Keystrokes don’t have to be in a text field or input. That’s my point.
If I’m on say google. And I type anything into the field it’s definitely capturing it. You know this for no other reason then it would have to be with autocomplete as an option.
Keystroke capturing is the same as keylogging, aka anything typed even if it’s not into a place where you would assume it’s being seen by the app. Aka, if I had an app open in the background and was typing in my password, it would see and capture that.
They’re completely different things.

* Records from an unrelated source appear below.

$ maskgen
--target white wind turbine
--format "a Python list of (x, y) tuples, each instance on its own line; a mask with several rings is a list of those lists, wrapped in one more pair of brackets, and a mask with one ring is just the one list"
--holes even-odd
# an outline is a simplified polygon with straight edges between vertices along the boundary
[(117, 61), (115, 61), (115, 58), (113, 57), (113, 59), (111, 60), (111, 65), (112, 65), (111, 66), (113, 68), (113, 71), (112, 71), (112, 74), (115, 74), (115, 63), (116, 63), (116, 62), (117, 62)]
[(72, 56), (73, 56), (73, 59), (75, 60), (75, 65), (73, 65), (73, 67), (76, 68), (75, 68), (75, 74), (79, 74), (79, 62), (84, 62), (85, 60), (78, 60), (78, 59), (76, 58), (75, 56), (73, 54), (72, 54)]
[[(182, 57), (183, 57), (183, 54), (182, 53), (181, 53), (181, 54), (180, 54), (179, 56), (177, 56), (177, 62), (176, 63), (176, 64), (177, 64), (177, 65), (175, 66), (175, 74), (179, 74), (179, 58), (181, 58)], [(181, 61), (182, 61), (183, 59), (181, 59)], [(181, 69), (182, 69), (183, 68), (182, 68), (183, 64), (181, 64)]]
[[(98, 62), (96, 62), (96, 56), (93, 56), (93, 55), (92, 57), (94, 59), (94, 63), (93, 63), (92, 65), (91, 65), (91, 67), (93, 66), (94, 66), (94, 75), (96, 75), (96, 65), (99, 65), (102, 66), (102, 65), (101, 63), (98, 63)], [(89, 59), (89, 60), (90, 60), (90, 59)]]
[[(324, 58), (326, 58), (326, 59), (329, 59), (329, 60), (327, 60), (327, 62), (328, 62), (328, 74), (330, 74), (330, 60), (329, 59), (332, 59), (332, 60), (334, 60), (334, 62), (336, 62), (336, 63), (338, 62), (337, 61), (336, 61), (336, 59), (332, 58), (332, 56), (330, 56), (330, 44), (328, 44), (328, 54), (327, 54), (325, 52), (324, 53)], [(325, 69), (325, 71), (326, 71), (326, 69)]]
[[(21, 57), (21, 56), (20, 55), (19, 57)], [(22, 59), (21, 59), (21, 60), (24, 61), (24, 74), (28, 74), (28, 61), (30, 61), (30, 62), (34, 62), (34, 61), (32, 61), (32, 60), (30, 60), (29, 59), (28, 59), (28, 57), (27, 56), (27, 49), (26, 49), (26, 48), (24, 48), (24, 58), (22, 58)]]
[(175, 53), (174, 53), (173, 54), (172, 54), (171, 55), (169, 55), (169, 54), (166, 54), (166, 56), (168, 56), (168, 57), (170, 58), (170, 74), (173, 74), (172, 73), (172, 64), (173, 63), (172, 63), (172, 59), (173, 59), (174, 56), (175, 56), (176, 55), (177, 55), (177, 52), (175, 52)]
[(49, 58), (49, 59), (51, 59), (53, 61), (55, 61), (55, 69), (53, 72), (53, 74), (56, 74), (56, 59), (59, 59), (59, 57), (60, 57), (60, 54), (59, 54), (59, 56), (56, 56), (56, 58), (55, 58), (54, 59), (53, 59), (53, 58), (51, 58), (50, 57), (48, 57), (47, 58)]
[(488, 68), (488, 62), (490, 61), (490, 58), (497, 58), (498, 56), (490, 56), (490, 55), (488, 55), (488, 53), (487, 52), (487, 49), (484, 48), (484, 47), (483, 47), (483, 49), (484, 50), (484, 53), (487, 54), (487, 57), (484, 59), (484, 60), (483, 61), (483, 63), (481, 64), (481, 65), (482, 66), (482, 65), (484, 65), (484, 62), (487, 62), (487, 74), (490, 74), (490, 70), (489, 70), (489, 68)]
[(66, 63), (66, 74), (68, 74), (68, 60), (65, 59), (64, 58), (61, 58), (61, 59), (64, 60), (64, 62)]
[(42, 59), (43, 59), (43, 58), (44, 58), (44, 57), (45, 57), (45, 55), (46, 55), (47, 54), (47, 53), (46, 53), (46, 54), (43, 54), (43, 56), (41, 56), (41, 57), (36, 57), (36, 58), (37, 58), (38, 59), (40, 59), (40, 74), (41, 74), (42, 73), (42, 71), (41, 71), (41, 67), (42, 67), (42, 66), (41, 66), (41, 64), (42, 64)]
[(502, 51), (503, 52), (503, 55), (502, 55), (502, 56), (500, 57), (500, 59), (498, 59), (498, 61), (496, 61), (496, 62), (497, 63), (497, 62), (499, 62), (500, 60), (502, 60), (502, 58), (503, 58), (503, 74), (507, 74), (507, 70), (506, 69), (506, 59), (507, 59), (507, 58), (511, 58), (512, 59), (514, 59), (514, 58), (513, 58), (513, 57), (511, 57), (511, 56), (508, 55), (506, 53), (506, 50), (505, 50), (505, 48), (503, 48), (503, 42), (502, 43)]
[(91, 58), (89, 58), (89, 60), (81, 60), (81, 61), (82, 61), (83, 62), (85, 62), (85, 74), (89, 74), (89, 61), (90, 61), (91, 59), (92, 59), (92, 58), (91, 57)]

While the privacy issues of US large tech companies are abundant and awful, there is a large difference between keystroke capturing and capturing input via fields. Especially when you’re agreeing to allow them to process and transfer or even sell that information.
But that’s not what the terms on both Google/Meta and Deepseek say.
Google/Meta has no obligation to restrict the data collection to forms, if the ToS allowd them to collect them from forms (and as you admited, we do know for a fact that they do), then there’s no reason it also does not allow them to collect them outside of forms (which we don’t, for a fact, know).
In the same way, Deepseek terms don’t say the logging happens for “anything typed” like you are assuming without evidence. For all we know the only place they might be capturing it is exclusively in very specific forms, or they might even only added that to the terms so that they can add suggestions in the future. You can only make assumptions, since the terms are not specific on exactly what’s being captured and in which way, it only says keystrokes in the case of Deepseek and even more generic (and thus allowing more possible vectors) in Google/Meta’s terms.